National newspaper The Australian today reported Huawei’s pitch for work supplying hardware to the National Broadband Network rollout would be “another test” in Australia’s relationship with China, depending on whether the company could “overcome the security taint of its links with the People’s Liberation Army” in its home country.
The newspaper has previously published investigations into the Chinese vendor’s Australian activities.
But in an interview with Sky News today, Huawei’s local director of Corporate and Public Affairs Jeremy Mitchell — who has held a similar position at Telstra — pointed out the company boasted 45 of the top 50 global telco operators as partners.
“It’s upsetting and disappointing that these sort of faceless accusations get made, but we know that those in the telecom industry know us, they know our reputation, and as I said, you know, you don’t get to the position that we get – number one in fixed networks across the globe – unless you deliver,” he said.

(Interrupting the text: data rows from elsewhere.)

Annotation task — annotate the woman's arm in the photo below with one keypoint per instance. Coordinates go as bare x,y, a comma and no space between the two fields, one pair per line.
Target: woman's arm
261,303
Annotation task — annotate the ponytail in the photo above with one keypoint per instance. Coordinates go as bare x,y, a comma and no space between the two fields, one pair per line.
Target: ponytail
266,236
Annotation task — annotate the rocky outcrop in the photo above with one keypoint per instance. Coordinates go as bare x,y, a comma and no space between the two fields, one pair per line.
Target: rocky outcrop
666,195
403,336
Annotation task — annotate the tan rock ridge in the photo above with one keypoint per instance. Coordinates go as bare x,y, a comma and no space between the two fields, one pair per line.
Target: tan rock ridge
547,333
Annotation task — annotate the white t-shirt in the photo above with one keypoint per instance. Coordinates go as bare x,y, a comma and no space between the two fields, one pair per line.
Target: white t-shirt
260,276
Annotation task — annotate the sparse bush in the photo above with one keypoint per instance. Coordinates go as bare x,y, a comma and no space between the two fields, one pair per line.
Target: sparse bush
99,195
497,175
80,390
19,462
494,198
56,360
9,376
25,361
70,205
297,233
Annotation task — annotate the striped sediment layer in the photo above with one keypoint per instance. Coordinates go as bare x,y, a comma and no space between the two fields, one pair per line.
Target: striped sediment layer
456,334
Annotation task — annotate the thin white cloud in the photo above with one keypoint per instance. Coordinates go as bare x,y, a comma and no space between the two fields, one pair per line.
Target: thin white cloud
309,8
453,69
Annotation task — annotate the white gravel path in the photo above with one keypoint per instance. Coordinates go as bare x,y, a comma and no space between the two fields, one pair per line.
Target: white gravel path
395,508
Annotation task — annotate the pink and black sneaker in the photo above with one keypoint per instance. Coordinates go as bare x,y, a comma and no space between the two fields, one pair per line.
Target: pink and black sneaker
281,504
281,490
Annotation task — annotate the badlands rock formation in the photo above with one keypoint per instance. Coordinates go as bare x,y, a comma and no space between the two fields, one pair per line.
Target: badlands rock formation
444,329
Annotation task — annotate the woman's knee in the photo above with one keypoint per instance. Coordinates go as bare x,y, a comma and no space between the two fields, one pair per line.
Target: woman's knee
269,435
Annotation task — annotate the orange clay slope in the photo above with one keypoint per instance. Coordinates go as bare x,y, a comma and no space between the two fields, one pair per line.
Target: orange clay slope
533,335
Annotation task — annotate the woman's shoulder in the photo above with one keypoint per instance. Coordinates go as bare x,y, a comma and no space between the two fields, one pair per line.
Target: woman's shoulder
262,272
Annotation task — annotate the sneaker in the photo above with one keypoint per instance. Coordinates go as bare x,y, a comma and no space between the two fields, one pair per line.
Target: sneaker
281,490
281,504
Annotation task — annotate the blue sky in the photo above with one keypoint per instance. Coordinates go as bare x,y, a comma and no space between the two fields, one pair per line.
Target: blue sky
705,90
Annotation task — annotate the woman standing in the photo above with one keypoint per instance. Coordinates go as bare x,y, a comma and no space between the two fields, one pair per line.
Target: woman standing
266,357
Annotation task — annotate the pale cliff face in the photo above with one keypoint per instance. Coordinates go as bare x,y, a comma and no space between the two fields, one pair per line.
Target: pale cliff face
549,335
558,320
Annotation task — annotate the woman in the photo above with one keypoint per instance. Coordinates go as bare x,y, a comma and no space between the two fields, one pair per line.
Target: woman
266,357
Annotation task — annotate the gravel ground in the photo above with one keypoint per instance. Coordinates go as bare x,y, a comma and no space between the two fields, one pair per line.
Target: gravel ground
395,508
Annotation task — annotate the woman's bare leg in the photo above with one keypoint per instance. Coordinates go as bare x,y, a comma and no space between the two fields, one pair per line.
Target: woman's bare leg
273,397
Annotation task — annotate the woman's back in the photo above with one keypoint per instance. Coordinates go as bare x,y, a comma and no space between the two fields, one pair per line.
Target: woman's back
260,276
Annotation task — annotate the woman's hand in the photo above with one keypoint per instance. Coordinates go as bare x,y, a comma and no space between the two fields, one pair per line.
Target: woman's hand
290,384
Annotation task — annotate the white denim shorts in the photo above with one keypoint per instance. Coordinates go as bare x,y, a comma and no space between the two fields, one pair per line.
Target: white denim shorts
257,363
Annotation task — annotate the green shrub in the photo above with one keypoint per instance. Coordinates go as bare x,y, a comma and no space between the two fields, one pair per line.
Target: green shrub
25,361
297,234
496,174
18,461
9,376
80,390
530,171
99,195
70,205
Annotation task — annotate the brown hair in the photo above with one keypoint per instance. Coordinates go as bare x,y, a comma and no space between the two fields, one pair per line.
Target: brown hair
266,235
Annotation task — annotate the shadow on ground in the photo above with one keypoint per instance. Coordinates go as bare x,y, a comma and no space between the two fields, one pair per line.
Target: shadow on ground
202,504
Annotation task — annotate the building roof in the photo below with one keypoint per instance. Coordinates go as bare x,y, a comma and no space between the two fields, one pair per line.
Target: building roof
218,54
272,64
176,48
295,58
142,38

Asked about the Australian’s investigations into the vendor, Mitchell said: “Well it’s one newspaper in the whole of our operations globally.”
The news comes as Huawei continues to garner interest from Australian telcos, the latest being Telstra — which has included the company in trials of Long Term Evolution technology on its Next G mobile network, alongside European vendors Nokia Siemens Networks and Ericsson, which built Next G.
It is also one vendor in contention for a large network management deal at VHA, the company formed from the merger of mobile carriers Vodafone and Hutchison — again, with NSN and Ericsson.
Internationally, the vendor has a strong presence and is currently seeking to expand its power through bidding for a unit of US mobile giant Motorola. According to the Financial Times, Huawei is in talks with US defence and intelligence agencies to assuage espionage fears — going so far as to negotiate a ‘mitigation agreement’ in order to address any security concerns.